Tres textos del escritor colombiano en torno a la Coca-Cola.
En 1957, cuando Gabriel García Márquez se adentró en la Unión Soviética para asistir al VI Congreso Mundial de la Juventud en Moscú, una de las cosas que más lo impresionó fue que en un país tan inmenso no hubiera ni un solo aviso publicitario de la Coca-Cola. Fue algo tan sorprendente que su crónica de aquel viaje la tituló “URSS: 22.400.000 kilómetros cuadrados sin un solo aviso de Coca-Cola”.
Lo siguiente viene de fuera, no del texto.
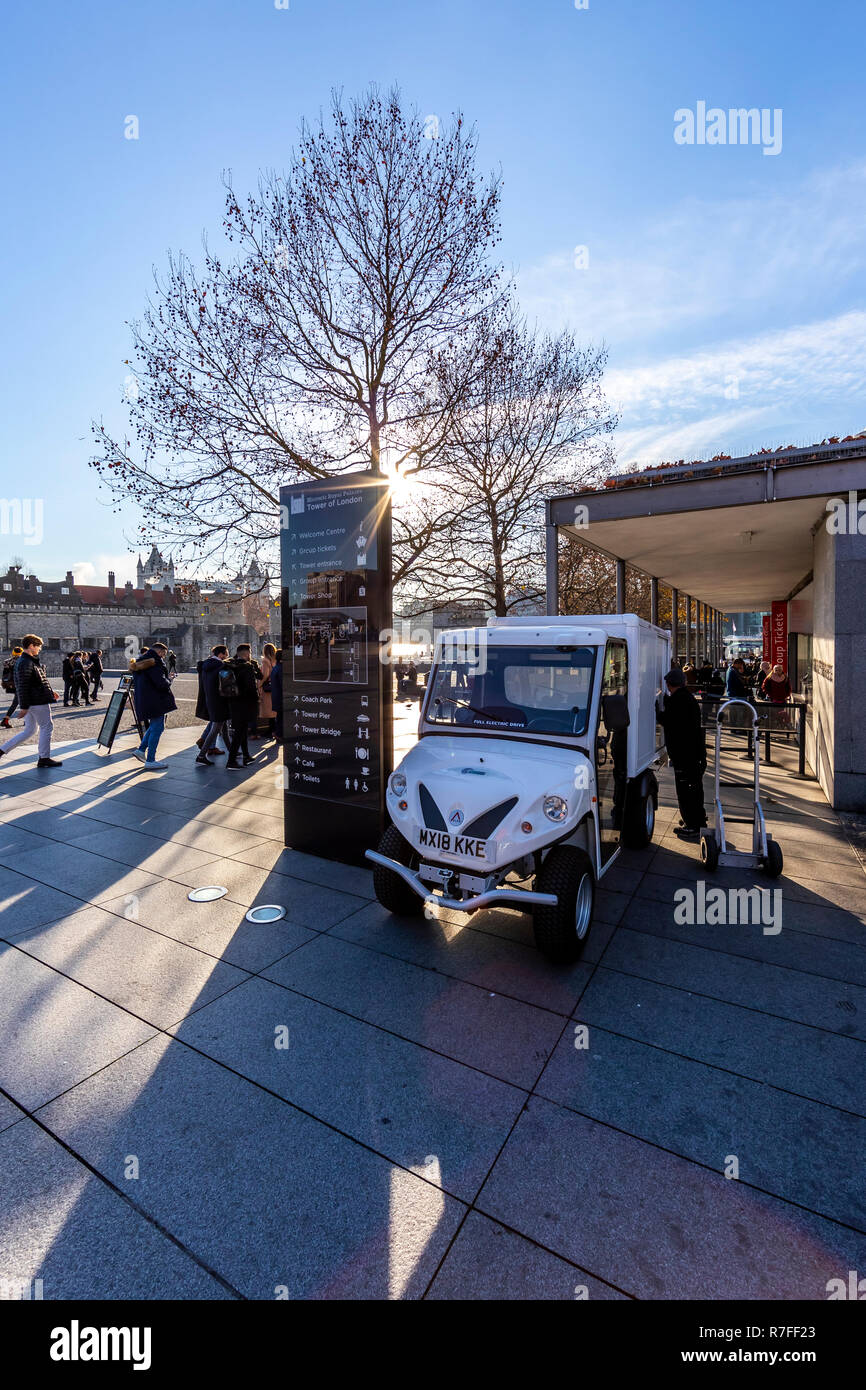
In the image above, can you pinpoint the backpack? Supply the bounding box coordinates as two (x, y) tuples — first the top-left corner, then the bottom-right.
(218, 666), (240, 699)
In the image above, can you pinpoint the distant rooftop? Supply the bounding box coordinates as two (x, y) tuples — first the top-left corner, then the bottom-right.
(578, 430), (866, 492)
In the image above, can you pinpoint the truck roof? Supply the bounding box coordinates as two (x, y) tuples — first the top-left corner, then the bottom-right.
(438, 613), (669, 646)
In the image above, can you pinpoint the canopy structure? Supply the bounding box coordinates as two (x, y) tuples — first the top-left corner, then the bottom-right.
(546, 435), (866, 810)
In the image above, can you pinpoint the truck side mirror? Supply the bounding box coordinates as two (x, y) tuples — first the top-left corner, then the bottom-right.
(602, 695), (628, 734)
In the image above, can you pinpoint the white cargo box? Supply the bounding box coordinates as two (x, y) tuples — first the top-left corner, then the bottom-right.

Durante aquella travesía, una intérprete deseosa de conocer más detalles sobre la icónica bebida azucarada del capitalismo le preguntó al escritor cómo era su sabor. “Sabe a zapatos nuevos” le respondió García Márquez, acostumbrado a sus verdades poéticas.
Algunos años después, siendo Ministro de Industria de Cuba, el Che Guevara impulsaría la creación de una bebida gaseosa que sustituyera a la Coca-Cola y diría que sabía “a cucaracha”. García Márquez contaría esa historia en 1981 y en ella mencionaría los orígenes de la Coca-Cola original, desde el remedio para los dolores menstruales inventado por el boticario W. Pamberton, hasta la bebida refrescante que se extendió por todo el mundo, convirtiéndose en un símbolo del desarrollo industrial estadounidense.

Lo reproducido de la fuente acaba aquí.